Lately I’ve been getting into astrophotography, a world of many wonders both natural and artificial. All those nebulae are out there just waiting to be discovered (for yourself). While you are able to simply slap a camera onto a telescope or a tracking mount and get a photo, chances are high that photo isn’t very good straight out of the camera. A lot of what makes an astrophoto look really nice is the processing. This includes stacking exposures, noise reduction, star registration/alignment and final color manipulation.
Before detailing it, let’s see what kind of improvement this processing can make on a still image (open images in new tab to see full detail):
That’s quite an improvement! Noise is removed and not only has detail not been lost, it has been improved. First, what camera settings did I use to take the raw image?
- ISO 1600
- 18mm focal length
- f/22.0
- 1/3s exposure
These values are not so contrived, as a night-sky exposure is typically made at ISO 800+ with long exposure, and possibly a stopped-down aperture. This is noise you might expect to see in a long exposure of a dark sky. The trick then becomes removing the noise, and in a way that leaves stars and nebulae in tact, raising the signal-to-noise ratio. This is where image subtraction and stacking come in.
Put simply, this is done by taking images that isolate specific sources of noise, then subtracting that noise from the image. Noise sources are namely thermal noise from the exposure process and intrinsic charge bias on individual photodetectors. Remove these and you’ll have a nice, clean, pretty image without sacrificing detail or color definition.
What frames and data are we trying to collect?
- Light frames: the photo target
- Dark frames: thermal noise of the sensor and its imaging environment
- Flat frames: lens vignetting and dust or other phsyical blemishes on the sensor or lens
- Bias frames: inherent charge levels of individual photodetectors in the CMOS (or CCD)
Data Examples
These frame examples are exaggeratd to show the data we’re trying to capture.
Dark Frame
Flat Frame
Bias Frame
I use Siril to stack frames; it’s FOSS, pretty well-documented and it’s easy to find other users online. I won’t go over how to stack these different frames to subtract noise, as that is explained very well at FreeAstro and Pixls.
Tips and Tricks
Lights
Longer exposures improve SNR per frame over many shorter exposures, especially with a tracking mount and good filtering. Lower ISO requires longer exposures, but gives lower initial noise in the exposure. Experiment!
Bias
Bias frames go quickly and it’s easy to build a set of 40 frames. Shoot on the same ISO as lights with the fastest shutter your camera will allow.

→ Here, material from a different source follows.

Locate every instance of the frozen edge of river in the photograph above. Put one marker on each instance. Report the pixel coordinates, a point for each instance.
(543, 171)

Put the lens cap on to remove light exposure. Take 30-40 shots of bias noise.
Flats
Flats can be done the next day as long as focus, ISO and aperture are identical to the original shoot. Use a white cloth or paper to keep the field of view as evenly lit as possible; rotate the cloth or paper between exposures to build an average of the material’s inherent weave or fiber pattern. Take 20-25 flats.
Darks
Darks must be done at the same time as the lights due to temperature. Keep lights and darks within 3-4 degrees to keep thermal noise consistent. Take at least 20-30 darks for every shoot.